Although it has been many years since I have performed, most mornings before I sit down at the computer, I sing something to get focused. When I was writing Until My Soul Gets It Right, it was Florence + the Machine’s “Dog Days Are Over.” Now, it’s another Florence song, “Shake It Out,” that helps me exorcize the demons of self-doubt.
I have specific music for writing copy for my freelance account and for writing fiction, classical, mostly. It’s too difficult to focus on the words I need to put down with song lyrics floating through my brain.
Some of my characters have their own soundtracks as well, melodies I have used to get into their heads. Listening to Peter Gabriel’s “Blood of Eden” helped me see John Jacobs’ point of view, which most of the time is very different from that of his wife Annie in A Whisper to a Scream. The entire “American Idiot” CD by Green Day, but particularly “Jesus of Suburbia,” aided in communicating Catherine Elbert’s attitude while she was stuck on her family’s farm in Until My Soul Gets It Right.
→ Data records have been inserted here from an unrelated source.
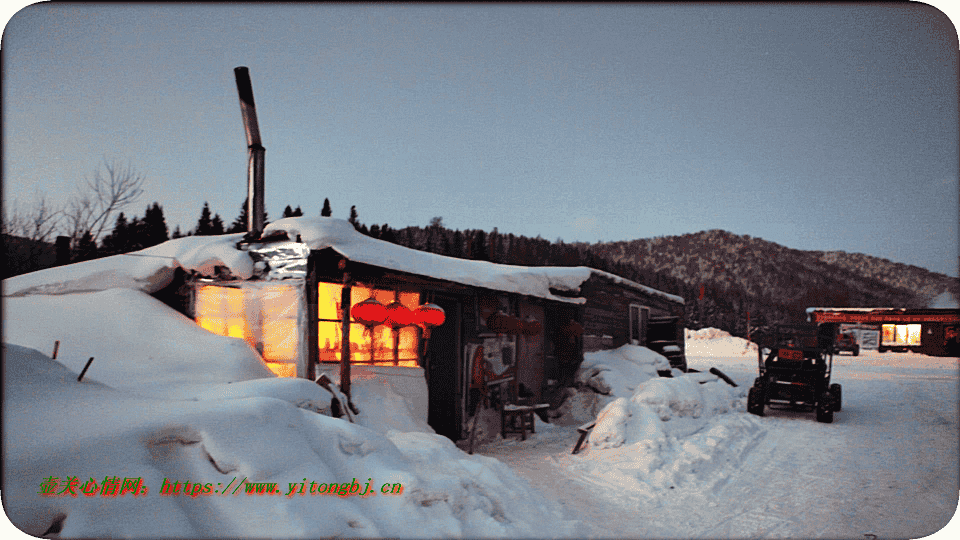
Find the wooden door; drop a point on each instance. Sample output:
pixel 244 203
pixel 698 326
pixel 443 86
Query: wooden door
pixel 530 353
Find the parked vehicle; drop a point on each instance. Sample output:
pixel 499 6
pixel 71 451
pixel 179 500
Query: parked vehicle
pixel 795 368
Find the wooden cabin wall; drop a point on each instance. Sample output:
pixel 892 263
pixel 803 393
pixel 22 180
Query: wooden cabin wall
pixel 607 312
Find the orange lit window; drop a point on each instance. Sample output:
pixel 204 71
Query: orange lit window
pixel 263 316
pixel 901 334
pixel 379 349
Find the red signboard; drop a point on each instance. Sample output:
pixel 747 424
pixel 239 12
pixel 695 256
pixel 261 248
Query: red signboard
pixel 884 317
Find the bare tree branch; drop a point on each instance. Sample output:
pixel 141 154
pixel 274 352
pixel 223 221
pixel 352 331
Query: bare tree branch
pixel 113 187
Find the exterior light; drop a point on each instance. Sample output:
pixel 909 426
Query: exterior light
pixel 429 315
pixel 398 315
pixel 502 323
pixel 369 313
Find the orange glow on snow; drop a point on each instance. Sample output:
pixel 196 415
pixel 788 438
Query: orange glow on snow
pixel 226 311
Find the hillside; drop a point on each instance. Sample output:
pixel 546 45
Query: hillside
pixel 736 273
pixel 773 282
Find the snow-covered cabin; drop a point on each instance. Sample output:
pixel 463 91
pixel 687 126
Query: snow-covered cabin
pixel 284 295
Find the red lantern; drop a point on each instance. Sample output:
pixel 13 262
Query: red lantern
pixel 429 315
pixel 370 312
pixel 398 315
pixel 530 327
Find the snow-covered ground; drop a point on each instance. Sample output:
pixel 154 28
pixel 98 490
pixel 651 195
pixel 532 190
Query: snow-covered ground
pixel 887 467
pixel 669 457
pixel 165 401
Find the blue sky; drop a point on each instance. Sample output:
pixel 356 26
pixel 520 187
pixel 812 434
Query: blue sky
pixel 816 127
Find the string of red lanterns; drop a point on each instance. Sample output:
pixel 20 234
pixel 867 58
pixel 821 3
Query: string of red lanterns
pixel 502 323
pixel 372 313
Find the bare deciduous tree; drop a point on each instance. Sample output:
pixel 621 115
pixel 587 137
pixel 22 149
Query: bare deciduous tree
pixel 26 234
pixel 113 187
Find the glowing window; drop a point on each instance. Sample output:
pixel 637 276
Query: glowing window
pixel 263 316
pixel 901 334
pixel 379 349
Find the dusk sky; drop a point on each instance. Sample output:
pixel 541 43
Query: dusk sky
pixel 817 127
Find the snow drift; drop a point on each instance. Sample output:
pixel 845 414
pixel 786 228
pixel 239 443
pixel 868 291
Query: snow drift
pixel 690 431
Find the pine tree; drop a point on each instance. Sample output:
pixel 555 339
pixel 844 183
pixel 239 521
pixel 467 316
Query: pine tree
pixel 387 234
pixel 204 224
pixel 216 225
pixel 155 227
pixel 86 248
pixel 118 239
pixel 354 218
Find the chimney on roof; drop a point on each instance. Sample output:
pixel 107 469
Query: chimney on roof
pixel 255 154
Holiday tunes set the mood while I was writing my short story, “A Bibliophile Christmas,” even though it was the middle of summer and more than ninety degrees outside at the time.
So far, the Bibliophiles series titles are even inspired by songs. A Whisper to a Scream is an old Icicle Works piece, while Until My Soul Gets It Right comes from the Indigo Girls’ brilliant “Galileo.” The concept of reincarnation fascinated me, but instead of multiple lifetimes, I decided to play with a character that reinvented herself each time she moved, refashioning in accordance to her surroundings until she found the true person within. Catherine Elbert was born.
I think all of us have a little piece of Catherine tucked inside. When I was young, I knew exactly what path to follow. So certain of my talents was I that I stayed focused on my destiny through freelancing for a mere $25 per article and long stretches of unemployment. Now, in my late forties, that self-assuredness has melted to reveal a woman who feels like she flies by the seat of her pants at least half of the time. Yes, with age has come some rudimentary knowledge, but certainly not in large enough quantities to restore my former bravado.
Some days, I still question my choice to give up music. It's a tie which one gives me more pleasure—a good book or a great song—but maybe that's okay.